Momentum-Based Variance Reduction in Non-Convex SGD
This addresses the complexity and tuning issues in non-convex optimization for machine learning practitioners, offering a simpler and more efficient method.
The paper tackles the problem of variance reduction in non-convex stochastic gradient descent by introducing STORM, an algorithm that eliminates the need for batches and adaptive learning rates, achieving an optimal convergence rate of O(1/√T + σ^{1/3}/T^{1/3}) without requiring knowledge of gradient variance σ.

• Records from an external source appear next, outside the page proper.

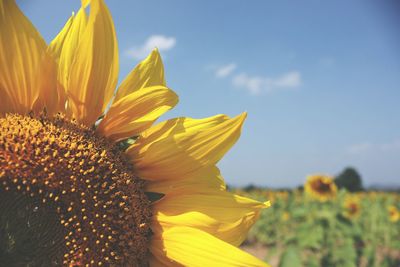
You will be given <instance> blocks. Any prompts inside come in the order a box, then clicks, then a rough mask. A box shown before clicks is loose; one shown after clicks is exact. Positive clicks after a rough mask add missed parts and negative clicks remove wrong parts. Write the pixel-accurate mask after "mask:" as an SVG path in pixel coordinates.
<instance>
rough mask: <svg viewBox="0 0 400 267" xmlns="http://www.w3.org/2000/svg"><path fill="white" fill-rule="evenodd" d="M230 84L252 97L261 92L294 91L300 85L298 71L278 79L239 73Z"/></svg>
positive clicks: (282, 75)
mask: <svg viewBox="0 0 400 267" xmlns="http://www.w3.org/2000/svg"><path fill="white" fill-rule="evenodd" d="M232 83H233V85H234V86H236V87H238V88H244V89H246V90H248V91H249V92H250V93H251V94H253V95H258V94H260V93H262V92H272V91H278V90H284V89H295V88H298V87H299V86H300V85H301V84H302V81H301V74H300V72H298V71H291V72H288V73H285V74H282V75H281V76H279V77H276V78H271V77H261V76H249V75H247V74H246V73H241V74H238V75H236V76H234V77H233V79H232Z"/></svg>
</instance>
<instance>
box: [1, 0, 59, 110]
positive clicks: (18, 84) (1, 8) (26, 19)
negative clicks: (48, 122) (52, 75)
mask: <svg viewBox="0 0 400 267" xmlns="http://www.w3.org/2000/svg"><path fill="white" fill-rule="evenodd" d="M0 29H1V31H0V89H1V91H2V92H1V93H0V95H1V96H3V97H4V98H2V100H1V101H2V105H1V106H2V107H0V112H1V113H3V112H19V113H27V112H29V111H31V110H32V109H33V106H34V104H35V103H36V102H37V100H38V97H39V95H40V91H41V90H43V88H42V87H43V86H45V87H46V86H48V85H49V83H50V82H52V81H53V82H54V79H52V77H43V76H44V75H45V74H49V71H48V69H49V68H51V67H52V65H46V62H45V60H46V59H47V55H46V43H45V42H44V40H43V38H42V37H41V36H40V34H39V33H38V32H37V31H36V29H35V27H34V26H33V25H32V24H31V22H30V21H29V20H28V19H27V18H26V17H25V16H24V14H22V12H21V11H20V10H19V8H18V7H17V5H16V4H15V1H14V0H9V1H0ZM43 68H47V70H43ZM50 73H51V71H50ZM47 78H48V80H47V81H46V84H45V83H43V80H42V79H47ZM53 88H55V85H54V87H53ZM49 93H51V92H49ZM39 102H41V103H43V101H39ZM5 108H7V109H5Z"/></svg>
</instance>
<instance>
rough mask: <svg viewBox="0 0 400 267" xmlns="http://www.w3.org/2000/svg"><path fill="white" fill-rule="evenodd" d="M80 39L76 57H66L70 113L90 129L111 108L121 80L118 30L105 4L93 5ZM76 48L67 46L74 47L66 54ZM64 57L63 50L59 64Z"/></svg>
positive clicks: (94, 3) (103, 3)
mask: <svg viewBox="0 0 400 267" xmlns="http://www.w3.org/2000/svg"><path fill="white" fill-rule="evenodd" d="M81 10H82V9H81ZM79 37H80V40H79V42H78V45H77V47H76V49H75V50H76V51H75V55H70V56H69V57H67V59H69V60H71V62H72V63H70V67H69V68H68V73H67V76H66V79H67V82H66V89H67V92H68V97H69V102H68V109H69V110H70V112H71V113H72V114H73V117H75V118H76V119H77V120H78V121H80V122H82V123H84V124H86V125H91V124H93V123H94V122H95V121H96V120H97V119H98V117H99V116H100V115H101V114H102V113H103V111H104V110H105V108H106V106H107V105H108V103H109V101H110V99H111V97H112V95H113V91H114V89H115V85H116V83H117V78H118V46H117V40H116V36H115V29H114V25H113V22H112V19H111V15H110V13H109V11H108V9H107V7H106V6H105V4H104V2H103V0H92V1H90V16H89V19H88V22H87V25H86V27H85V29H84V32H83V34H82V36H79ZM75 44H76V43H66V44H64V46H69V45H71V46H72V47H71V49H70V48H66V49H65V50H66V53H68V52H71V50H73V46H74V45H75ZM63 54H64V49H63V50H62V53H61V58H60V61H62V59H63ZM71 58H72V59H71ZM60 64H63V63H62V62H60ZM64 64H66V63H64Z"/></svg>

Variance reduction has emerged in recent years as a strong competitor to stochastic gradient descent in non-convex problems, providing the first algorithms to improve upon the converge rate of stochastic gradient descent for finding first-order critical points. However, variance reduction techniques typically require carefully tuned learning rates and willingness to use excessively large "mega-batches" in order to achieve their improved results. We present a new algorithm, STORM, that does not require any batches and makes use of adaptive learning rates, enabling simpler implementation and less hyperparameter tuning. Our technique for removing the batches uses a variant of momentum to achieve variance reduction in non-convex optimization. On smooth losses $F$, STORM finds a point $\boldsymbol{x}$ with $\mathbb{E}[\|\nabla F(\boldsymbol{x})\|]\le O(1/\sqrt{T}+σ^{1/3}/T^{1/3})$ in $T$ iterations with $σ^2$ variance in the gradients, matching the optimal rate but without requiring knowledge of $σ$.